1. Field of the Invention
This invention relates to a bellows-shaped joint boot mainly used for tripod type constant velocity joints or the like of automobiles.
2. Description of Related Art
As one of constant velocity joints for use in a driveshaft, etc. of vehicles, a tripod type joint is well known.
A tripod type constant velocity joint is, as shown in FIGS. 7, 8 by way of example, comprised of a tripod 4 wherein three trunnions 3 having respective rollers 2 are provided at the one shaft 1 of input and output side shafts in a manner projecting in a normal direction to the axis thereof, and an outer housing 6 provided at an end of the other shaft 5. The outer housing 6 has on its inner periphery three axial grooves 6a for sliding corresponding to the tripod 4. The constant velocity joint is constructed so that the rollers 2 of the tripod 4 are fitted to be axially slidable in the sliding grooves 6a, thereby enabling the transmission of running torque while enabling the angulation of both shafts 1, 5.
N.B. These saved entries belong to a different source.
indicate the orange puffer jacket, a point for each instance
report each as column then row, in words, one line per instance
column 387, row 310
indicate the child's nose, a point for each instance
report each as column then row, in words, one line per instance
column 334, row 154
In such constant velocity joints, in order to prevent the ingress of dust and extraneous substances into the joint or to retain the grease sealed therein, it is a common practice to equip a bellows-shaped joint boot 100 capable of appropriate expansion and contraction and bending deformation so as to cover the shaft 1 on the tripod 4 side from the outer housing 6. The joint boot 100 is constructed so that its axially one end is formed as a large-diameter attachment part 101 which is fitted in the outer periphery of the outer housing 6 and fixed by means of a tightening member 7 such as a ring-like band and its other end is formed as a small-diameter attachment part 102 which is fixed on the outer periphery of the shaft 1 on the tripod 4 side by means of a tightening member 8 such as ring-like band, and the both 101, 102 are integrally joined by a bellows part 103.
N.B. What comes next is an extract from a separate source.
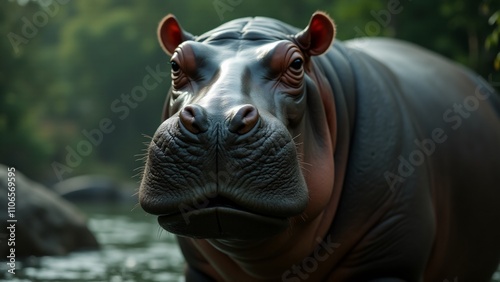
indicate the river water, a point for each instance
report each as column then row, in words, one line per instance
column 134, row 248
As shown in FIG. 8, the outer housing 6 is provided, on its external periphery, with three circumferentially equidistantly disposed recessed portions 6b, corresponding to the disposition of the sliding grooves 6a on its internal periphery and hence, the external peripheral contour of the outer housing 6 is of a non-circular shape assuming a circumferentially sinusoidal (salient and reentrant) form. Because of that, the large-diameter attachment part 101 of the joint boot to be attached to the outer housing 6 has an internal peripheral contour assuming a non-circular shape conforming to the external peripheral contour of the outer housing 6. Stated another way, the internal periphery of the large-diameter attachment part 101 is formed to bulge inwardly in a raised fashion in circumferentially three places thereof, corresponding to the recessed portions 6b of the outer housing 6.
Where such inwardly bulging portions 104 of the large-diameter attachment part 101 are formed as solid thick-walled portions as illustrated in FIG. 7, the thick-walled portions and thin-walled portions are formed alternately in the circumferential direction of the large-diameter attachment part 101, and consequently, a problem arose in that sufficient sealing properties to the outer housing 6 were difficult to ensure. To solve such problems as this, Patent Reference 1 listed below discloses an example, wherein the inwardly bulging portions of the large-diameter attachment part are constructed each of an inner wall portion jutting inwardly in a curved form, an outer wall portion in an arc form on the outer periphery side, and a plurality of strut walls linking the inner wall portion and outer wall portion, the strut walls being disposed equidistantly in the circumferential direction and extending parallel with one another. Another example is disclosed in Patent Reference 2 listed below, wherein the inner wall portion and the outer wall portion are linked by a single strut wall in circumferential centers of both.
[Patent Reference 1] EP 0 915 264A2, A3
[Patent Reference 2] JP-A-2003-329057
Where the inner wall portion and the outer wall portion are linked by a plurality of mutually parallel strut walls disposed equidistantly, as is the technology disclosed in the foregoing Patent Reference 1, in the circumferentially central part of the bulging portion, it is possible to ensure a large cross-sectional area of relief holes, which are a hollow part formed between two strut walls, whereas in circumferential ends of the bulging portion, the cross-sectional area of relief holes is smaller. For that reason, cores for molding such small relief holes are difficult to demold, so that the problem is encountered that the moldability is impaired.
On the other hand, where the inner wall portion and the outer wall portion are linked by a single strut wall in the circumferential centers of both, as is the technology disclosed in Patent Reference 2 above, the moldability is good, but there is still the problem that the contact pressure the inner wall portions exert on the outer housing when tightening and fixing the large-diameter attachment part is difficult to be equalized in the circumferential direction.